In this life of mine, at this stage of it, I certainly don't feel bored, but I do feel a sense of... as Naida puts it, being aged


"I felt aged - like I've already seen it all, had hundreds of children and husbands and wives, like I've been a criminal, a priest, a queen, a prostitute, and there was nothing left for me to be anymore. All the roles seemed too familiar and already explored and lived. It wasn't nihilism that was behind the urge to withdraw - it was inability to see any evidence of my belief that there had to be more to life than dying with a stomach more full than you started with." - Orphic Inscendence, Urge to Withdraw


This feeling of familiarity, of having done it all already, reduces many of the human concerns and dramas into mediocrities, cultivating an indifference to participation. Feeling simply uninterested in it all, what is one to do but to retire to their own devices, far away, and to devote their life to that upward path, which is to God. Though I can't help feeling I've done that before too, still it feels right.

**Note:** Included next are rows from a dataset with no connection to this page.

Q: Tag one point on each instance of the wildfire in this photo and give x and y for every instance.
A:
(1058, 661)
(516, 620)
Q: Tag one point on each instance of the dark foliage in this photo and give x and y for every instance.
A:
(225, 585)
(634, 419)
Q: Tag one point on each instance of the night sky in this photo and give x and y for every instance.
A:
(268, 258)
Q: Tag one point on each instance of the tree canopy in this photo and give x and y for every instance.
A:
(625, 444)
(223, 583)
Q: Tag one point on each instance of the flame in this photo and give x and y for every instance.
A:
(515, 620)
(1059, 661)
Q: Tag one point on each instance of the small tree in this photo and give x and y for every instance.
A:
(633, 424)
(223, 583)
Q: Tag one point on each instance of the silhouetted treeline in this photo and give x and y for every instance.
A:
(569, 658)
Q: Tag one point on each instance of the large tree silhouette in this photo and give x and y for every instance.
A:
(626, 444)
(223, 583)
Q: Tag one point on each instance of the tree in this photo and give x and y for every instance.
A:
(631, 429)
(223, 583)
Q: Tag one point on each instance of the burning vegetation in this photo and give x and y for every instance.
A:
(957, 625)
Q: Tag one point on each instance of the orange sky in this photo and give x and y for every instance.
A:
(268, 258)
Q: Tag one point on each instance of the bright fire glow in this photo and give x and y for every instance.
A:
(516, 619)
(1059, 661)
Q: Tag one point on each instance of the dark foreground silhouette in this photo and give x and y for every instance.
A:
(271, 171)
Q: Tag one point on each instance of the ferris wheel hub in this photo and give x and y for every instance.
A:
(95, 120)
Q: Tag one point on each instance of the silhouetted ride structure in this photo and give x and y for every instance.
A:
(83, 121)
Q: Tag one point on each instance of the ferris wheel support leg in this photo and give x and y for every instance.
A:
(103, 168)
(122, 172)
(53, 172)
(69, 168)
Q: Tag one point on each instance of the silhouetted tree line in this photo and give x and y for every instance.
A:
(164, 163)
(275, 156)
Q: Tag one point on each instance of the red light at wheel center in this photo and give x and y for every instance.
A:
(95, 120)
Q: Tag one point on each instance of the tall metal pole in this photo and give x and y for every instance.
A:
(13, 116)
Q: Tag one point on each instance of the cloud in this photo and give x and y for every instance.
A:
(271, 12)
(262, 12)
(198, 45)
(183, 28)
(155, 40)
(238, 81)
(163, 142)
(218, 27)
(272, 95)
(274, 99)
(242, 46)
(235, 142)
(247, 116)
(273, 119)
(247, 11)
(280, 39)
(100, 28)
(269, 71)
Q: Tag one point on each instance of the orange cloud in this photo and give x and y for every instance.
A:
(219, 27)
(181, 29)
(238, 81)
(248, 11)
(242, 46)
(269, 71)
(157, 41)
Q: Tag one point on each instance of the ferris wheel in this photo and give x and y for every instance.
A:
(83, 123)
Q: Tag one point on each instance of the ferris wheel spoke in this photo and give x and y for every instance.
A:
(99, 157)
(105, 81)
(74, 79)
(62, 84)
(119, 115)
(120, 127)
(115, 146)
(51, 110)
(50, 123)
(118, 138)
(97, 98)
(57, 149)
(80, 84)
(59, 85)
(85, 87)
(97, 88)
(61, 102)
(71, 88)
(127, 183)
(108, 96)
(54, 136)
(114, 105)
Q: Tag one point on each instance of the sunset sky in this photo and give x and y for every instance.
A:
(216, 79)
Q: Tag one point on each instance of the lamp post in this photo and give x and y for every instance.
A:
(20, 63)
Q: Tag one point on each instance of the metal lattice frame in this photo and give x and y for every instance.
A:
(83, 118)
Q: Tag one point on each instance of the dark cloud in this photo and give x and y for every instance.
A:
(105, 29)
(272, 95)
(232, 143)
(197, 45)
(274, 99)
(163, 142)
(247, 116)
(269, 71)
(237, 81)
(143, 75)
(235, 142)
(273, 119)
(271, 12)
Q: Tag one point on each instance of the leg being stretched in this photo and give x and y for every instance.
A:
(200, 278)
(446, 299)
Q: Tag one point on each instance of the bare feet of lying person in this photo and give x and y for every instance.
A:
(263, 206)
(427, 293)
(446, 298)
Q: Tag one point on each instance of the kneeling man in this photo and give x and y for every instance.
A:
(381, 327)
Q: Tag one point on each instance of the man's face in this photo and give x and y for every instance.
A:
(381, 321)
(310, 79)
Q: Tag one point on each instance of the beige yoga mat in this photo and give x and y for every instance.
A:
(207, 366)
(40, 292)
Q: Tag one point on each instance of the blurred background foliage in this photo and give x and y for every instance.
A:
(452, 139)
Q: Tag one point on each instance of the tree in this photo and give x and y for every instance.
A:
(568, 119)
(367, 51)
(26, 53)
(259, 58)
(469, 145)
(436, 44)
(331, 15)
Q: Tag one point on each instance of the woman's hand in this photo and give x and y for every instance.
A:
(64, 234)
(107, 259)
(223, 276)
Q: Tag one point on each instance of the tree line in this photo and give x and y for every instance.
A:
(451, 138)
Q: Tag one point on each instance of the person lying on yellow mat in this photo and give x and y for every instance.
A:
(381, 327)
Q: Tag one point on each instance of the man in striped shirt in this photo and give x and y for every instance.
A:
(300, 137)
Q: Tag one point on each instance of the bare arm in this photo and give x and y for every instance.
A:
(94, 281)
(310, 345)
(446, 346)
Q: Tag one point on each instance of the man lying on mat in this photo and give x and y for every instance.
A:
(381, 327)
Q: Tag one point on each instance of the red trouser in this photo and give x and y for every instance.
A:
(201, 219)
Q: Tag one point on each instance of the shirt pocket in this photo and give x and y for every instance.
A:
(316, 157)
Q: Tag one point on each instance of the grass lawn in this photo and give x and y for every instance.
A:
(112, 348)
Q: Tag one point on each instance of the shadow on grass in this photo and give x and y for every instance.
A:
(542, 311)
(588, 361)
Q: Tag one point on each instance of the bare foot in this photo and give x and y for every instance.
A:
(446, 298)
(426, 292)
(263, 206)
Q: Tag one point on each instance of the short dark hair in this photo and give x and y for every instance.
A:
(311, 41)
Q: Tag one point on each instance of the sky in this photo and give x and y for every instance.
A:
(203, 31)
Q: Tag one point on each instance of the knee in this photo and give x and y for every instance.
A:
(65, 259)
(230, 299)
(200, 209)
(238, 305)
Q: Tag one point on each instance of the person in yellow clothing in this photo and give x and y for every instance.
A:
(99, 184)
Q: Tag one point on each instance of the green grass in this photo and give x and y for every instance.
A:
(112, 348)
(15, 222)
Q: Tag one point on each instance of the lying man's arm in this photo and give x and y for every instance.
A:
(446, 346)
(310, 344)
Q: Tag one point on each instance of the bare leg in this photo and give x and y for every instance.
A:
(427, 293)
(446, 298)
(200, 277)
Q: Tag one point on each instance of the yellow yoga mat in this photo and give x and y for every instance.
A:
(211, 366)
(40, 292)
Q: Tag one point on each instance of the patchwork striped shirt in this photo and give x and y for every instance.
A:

Agafia Lykov's existence is one I've long found inspiration in. Her family were one of many Old Believers who fled Russia in 1936, believing their religion to be under attack. They trekked deep into the wilds of Siberia, and this is where Agafia was born, in a hollowed out pine washtub. The family of six spent over forty years in isolation until they were discovered by a team of geologists in 1978, though at that point only a family of five as the mother, Akulina, had perished from starvation in 1961, sacrificing herself so the children might live. (You can learn more about this story as I did in the book Lost in the Taiga.) To this day, Agafia resides alone in the taiga, now age 77. All her life is an ascetic feat


The 2012 Austrian-German film The Wall (or- Die Wand) gives me pause for thought. In it, a woman visits friends at a hunting lodge in the Austrian Alps. Later, as her friends head into a nearby village leaving her alone with the dog, she soon finds that she's been cut off from the rest of the world by an invisible wall. Years of hardship, depression, and despair portray seclusion as a terror, but is her experience closer to the marrow of what this life is for? Certainly the comforts and social expectations of daily life were removed, but must this be so jarring? Is there not an opportunity there? Surely there is, and we catch glimpses of this throughout the film, such as in her second summer when she writes that her "newer self" seemed to be getting "absorbed into a greater whole."

But what I observe in life is that most people are not interested in solitude or silence or going inward much at all. I think this is because there is a noise to life- both external and internal, which we are very accustomed to hearing, and when those sounds dim, the void brings an anxiety. So solitude and asceticism go hand in hand, much like someone in a mode of crisis should not be told to meditate- the state of their mind at current is not a healthy place to linger. Maybe to enjoy solitude and to yearn for a far away natural setting as the canvas for ones life, certain preparations must first be made, of an internal kind. 



If we believe in the transmigration of souls, then it also follows that not every soul is ready for this approach to life, or is even in need of it yet. With this in mind, it's unrealistic for us to expect others to understand our longings for this worldly detachment and unconcern and for wanting to be far away, just as we cannot exist for long in their chosen environments without fatigue and dullness setting in. 

"Constant and unalloyed devotion to Me; aspiring to live in a solitary place; detachment from the general mass of people; … [ – all these I declare to be knowledge]." -- Bhagavad Gita, 13.11

 

In order for our inner territory to be interesting, introspective practices should be performed regularly- reading, seeking wisdom, yoga, meditation, writing, contemplation, and prayer, to name a few. And if you are reading this and feel similarly but have yet to make sense of it, might I suggest one place to begin is in watching this series, and taking time to reflect on the teachings therein, which might help you understand why you feel the way you do, longing to seclude from the world. There are good reasons for feeling this way, especially here in the Kali yuga.